The on-going dispute over the question of whether plan sponsors can properly include forum selection clauses in plans, and the Supreme Court’s most recent pass on the issue, always makes me think of a comment I recently heard from a federal court judge, who was speaking about her sense that ERISA litigators tend to see themselves – and the area in which they work – as unique and distinct (we are, by the way, and so is the area in which we work!). The judge said that she felt the message from the Supreme Court in its various decisions over the years on ERISA cases, including on what issues not to even consider, was that ERISA is not a world of “special snowflakes” (the judge’s words, not mine) and that most ERISA issues should be governed by the same procedural and substantive rules as would govern most other private, commercial cases, unless there was something in the statute itself dictating a different approach. In other words, I think, this judge would argue (and these are now my words and my speculation, not hers) that since ERISA does not expressly address the propriety of forum selection clauses, the generally applicable standards in the federal courts should govern the issue.

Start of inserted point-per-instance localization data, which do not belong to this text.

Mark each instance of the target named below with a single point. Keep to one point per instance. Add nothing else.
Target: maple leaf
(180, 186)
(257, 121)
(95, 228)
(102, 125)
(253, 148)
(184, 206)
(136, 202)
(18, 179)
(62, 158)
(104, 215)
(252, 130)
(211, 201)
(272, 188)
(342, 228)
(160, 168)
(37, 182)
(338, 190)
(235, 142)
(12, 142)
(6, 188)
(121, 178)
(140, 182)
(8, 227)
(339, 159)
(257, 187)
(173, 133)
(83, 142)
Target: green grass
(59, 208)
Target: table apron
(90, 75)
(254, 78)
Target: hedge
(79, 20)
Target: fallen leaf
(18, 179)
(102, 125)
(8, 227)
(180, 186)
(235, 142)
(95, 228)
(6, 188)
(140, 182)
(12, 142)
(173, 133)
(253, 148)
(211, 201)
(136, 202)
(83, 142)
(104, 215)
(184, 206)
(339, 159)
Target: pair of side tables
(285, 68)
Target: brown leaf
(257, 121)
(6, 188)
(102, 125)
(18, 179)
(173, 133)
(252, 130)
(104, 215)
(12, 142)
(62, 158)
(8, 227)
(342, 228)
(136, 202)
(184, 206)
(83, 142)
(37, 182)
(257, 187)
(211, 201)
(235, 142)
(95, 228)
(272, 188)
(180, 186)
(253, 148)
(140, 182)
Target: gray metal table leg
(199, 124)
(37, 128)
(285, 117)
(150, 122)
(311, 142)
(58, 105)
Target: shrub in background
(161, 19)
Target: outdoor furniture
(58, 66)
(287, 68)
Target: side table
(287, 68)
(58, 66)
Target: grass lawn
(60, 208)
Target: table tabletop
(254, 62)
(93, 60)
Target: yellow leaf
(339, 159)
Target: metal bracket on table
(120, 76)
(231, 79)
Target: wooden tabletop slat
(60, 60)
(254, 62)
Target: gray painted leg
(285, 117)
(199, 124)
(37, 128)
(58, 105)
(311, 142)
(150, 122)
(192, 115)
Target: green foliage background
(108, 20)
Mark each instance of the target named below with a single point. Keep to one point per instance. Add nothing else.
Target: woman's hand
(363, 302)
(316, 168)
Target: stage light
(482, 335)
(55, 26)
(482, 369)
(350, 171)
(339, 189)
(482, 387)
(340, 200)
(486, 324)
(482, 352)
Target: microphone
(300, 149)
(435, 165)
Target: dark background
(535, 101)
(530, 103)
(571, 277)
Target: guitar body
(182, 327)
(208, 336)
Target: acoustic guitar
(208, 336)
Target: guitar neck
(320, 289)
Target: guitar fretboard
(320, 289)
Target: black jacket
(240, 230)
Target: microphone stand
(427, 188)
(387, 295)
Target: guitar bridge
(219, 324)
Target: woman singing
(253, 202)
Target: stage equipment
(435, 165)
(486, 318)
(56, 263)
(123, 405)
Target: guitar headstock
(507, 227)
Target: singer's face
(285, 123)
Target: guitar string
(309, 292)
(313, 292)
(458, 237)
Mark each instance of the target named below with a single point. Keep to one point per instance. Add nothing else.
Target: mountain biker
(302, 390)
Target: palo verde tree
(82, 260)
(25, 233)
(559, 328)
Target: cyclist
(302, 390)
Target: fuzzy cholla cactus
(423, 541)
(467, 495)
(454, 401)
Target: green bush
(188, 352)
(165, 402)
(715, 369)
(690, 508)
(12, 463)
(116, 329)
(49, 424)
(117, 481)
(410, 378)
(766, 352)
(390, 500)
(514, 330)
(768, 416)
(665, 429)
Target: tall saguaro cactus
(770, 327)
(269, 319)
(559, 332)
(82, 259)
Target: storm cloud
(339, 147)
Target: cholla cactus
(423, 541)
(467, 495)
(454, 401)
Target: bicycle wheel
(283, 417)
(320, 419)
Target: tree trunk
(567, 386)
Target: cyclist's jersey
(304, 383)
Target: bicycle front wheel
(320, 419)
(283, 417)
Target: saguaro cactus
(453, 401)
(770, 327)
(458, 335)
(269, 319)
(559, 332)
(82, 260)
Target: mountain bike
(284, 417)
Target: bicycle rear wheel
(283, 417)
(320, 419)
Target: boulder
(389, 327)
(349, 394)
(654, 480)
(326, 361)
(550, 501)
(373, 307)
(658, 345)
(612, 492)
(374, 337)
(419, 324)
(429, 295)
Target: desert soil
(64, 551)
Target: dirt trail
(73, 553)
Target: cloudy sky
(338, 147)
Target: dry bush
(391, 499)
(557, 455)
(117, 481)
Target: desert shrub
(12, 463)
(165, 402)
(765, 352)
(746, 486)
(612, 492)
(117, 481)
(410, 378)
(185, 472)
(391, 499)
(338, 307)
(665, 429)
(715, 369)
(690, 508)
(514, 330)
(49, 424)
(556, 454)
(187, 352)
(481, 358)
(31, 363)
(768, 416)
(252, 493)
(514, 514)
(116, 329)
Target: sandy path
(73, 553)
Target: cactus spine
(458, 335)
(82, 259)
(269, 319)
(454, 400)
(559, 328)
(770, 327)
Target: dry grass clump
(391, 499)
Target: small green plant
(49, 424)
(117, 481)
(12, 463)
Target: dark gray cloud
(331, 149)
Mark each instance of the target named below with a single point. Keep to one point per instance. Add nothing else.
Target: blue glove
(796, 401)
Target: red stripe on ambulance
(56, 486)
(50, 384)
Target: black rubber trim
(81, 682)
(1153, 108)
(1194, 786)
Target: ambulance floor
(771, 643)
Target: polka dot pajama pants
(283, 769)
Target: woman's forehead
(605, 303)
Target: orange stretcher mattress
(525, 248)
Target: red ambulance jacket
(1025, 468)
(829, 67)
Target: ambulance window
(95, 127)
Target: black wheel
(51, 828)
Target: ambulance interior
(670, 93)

At the same time, though, the statute does contain an express venue provision, but one which admittedly does not expressly void private contracting over venue. It is widely accepted that the venue provision in the statute provides broad venue options to plan participants, and that Congress intended to remove procedural barriers to obtaining redress. Now, I have to say that this depiction has become settled dogma, and I have often wondered whether the statutory history actually supports this assessment as to why the statute contains such a broadly worded venue provision, but nonetheless, this is the interpretation of the statute’s venue provision that we currently operate under. If that premise is accepted, though, it becomes hard to argue with the alternative view that, in fact, when it comes to venue, ERISA is a “special snowflake,” and so too are those who sue under it. If the statute was specifically given a broad venue provision for the express purpose of more fully arming plan participants who sue to enforce their rights, than clearly the statute requires treating any issue involving venue as unique to ERISA and its context, and not just like any run of the mill federal court action.